Atlanta-based musician Tinsley Ellis—known for decades as one of the greatest electric blues-rock guitarists of his generation—is now also recognized as one of the very best contemporary acoustic blues guitarists, songwriters and performers in the world. With 2024’s critically acclaimed, Blues Music Award-nominated Naked Truth, Ellis unplugged with his first-ever acoustic album. On it he mixed his own striking original songs—inspired by Son House, Skip James, Robert Johnson and Muddy Waters—with a few reinvented covers. According to No Depression, “Even though it’s just Ellis and his acoustic guitars, there’s plenty of hell-raisin’ blues going on. With the ghost of Elmore James looking over his shoulder and Wolf leaning in…Ellis proves he’s an icon.”
Now, with his new album, Labor Of Love, Ellis delivers a raw, edgy, self-produced set of 13 original compositions, all performed with pure, emotional honesty. The songs spin modern tales of floods, conflagrations, voodoo spirits, personal travails and heaven-sent prayers. From the feral opener “Hoodoo Woman” to the John Lee Hooker-groove of “Long Time” to the evocative, Skip James-inspired “To A Hammer” to the Son House-style stomp of “Sunnyland,” Ellis inhabits his songs in a way that is simply astonishing.

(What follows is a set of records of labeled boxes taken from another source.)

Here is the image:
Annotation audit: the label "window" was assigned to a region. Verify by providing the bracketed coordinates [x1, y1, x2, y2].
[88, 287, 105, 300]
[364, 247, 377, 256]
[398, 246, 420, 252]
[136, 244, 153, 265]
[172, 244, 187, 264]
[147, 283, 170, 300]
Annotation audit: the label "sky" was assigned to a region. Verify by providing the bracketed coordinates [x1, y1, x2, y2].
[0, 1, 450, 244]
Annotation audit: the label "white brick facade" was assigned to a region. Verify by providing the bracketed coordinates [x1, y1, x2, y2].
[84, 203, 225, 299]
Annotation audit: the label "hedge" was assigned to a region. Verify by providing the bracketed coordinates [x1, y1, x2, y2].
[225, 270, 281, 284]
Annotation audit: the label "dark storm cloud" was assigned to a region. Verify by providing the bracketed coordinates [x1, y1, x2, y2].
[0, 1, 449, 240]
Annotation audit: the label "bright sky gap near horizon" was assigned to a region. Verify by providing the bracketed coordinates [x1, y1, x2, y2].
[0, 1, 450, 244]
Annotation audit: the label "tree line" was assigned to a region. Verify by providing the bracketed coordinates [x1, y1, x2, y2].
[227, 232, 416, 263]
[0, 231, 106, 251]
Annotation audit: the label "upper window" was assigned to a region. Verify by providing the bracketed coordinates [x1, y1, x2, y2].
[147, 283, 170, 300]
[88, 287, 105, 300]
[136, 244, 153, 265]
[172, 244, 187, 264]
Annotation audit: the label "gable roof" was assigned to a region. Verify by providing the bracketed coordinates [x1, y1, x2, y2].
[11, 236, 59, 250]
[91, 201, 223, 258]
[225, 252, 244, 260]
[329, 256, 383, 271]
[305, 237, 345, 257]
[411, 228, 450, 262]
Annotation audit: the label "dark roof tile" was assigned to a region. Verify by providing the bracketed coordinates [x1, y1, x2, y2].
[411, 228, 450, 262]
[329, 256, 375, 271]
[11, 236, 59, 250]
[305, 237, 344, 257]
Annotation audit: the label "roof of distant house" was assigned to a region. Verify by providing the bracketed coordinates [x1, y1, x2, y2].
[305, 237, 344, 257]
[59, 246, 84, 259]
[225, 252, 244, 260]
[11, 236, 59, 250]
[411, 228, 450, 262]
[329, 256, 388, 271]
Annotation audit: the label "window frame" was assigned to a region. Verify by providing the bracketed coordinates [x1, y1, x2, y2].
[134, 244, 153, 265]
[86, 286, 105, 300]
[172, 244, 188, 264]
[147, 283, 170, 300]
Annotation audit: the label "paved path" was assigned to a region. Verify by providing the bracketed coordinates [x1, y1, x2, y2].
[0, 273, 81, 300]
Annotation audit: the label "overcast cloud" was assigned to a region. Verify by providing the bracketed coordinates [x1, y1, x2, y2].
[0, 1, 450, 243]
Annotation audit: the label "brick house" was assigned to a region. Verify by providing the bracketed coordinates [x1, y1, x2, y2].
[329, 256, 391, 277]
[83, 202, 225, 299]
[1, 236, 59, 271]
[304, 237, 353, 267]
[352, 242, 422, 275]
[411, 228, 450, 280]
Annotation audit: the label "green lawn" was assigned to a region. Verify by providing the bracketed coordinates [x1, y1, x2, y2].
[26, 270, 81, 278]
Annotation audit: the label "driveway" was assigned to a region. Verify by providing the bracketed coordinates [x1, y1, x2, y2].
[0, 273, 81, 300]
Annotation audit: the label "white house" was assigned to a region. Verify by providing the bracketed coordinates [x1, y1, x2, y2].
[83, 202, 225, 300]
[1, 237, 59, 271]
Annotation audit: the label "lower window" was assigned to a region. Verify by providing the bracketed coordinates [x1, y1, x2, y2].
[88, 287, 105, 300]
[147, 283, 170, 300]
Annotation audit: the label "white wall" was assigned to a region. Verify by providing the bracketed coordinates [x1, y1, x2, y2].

Each performance carries the weight, experience and hard-earned wisdom Ellis learned over four decades on the road, making Labor Of Love as profoundly deep and moving as any music he has made in his career. It covers the gamut of emotions, finding good times in the hard times, mixing gentle beauty with foot-pounding ferocity.
For the album, Ellis used six different open tunings on his beloved 1969 Martin D-35, his 12-string Martin D-12-20, and his 1937 National Steel O Series guitars. He also, for the first time in his career, played mandolin on three of the album’s songs.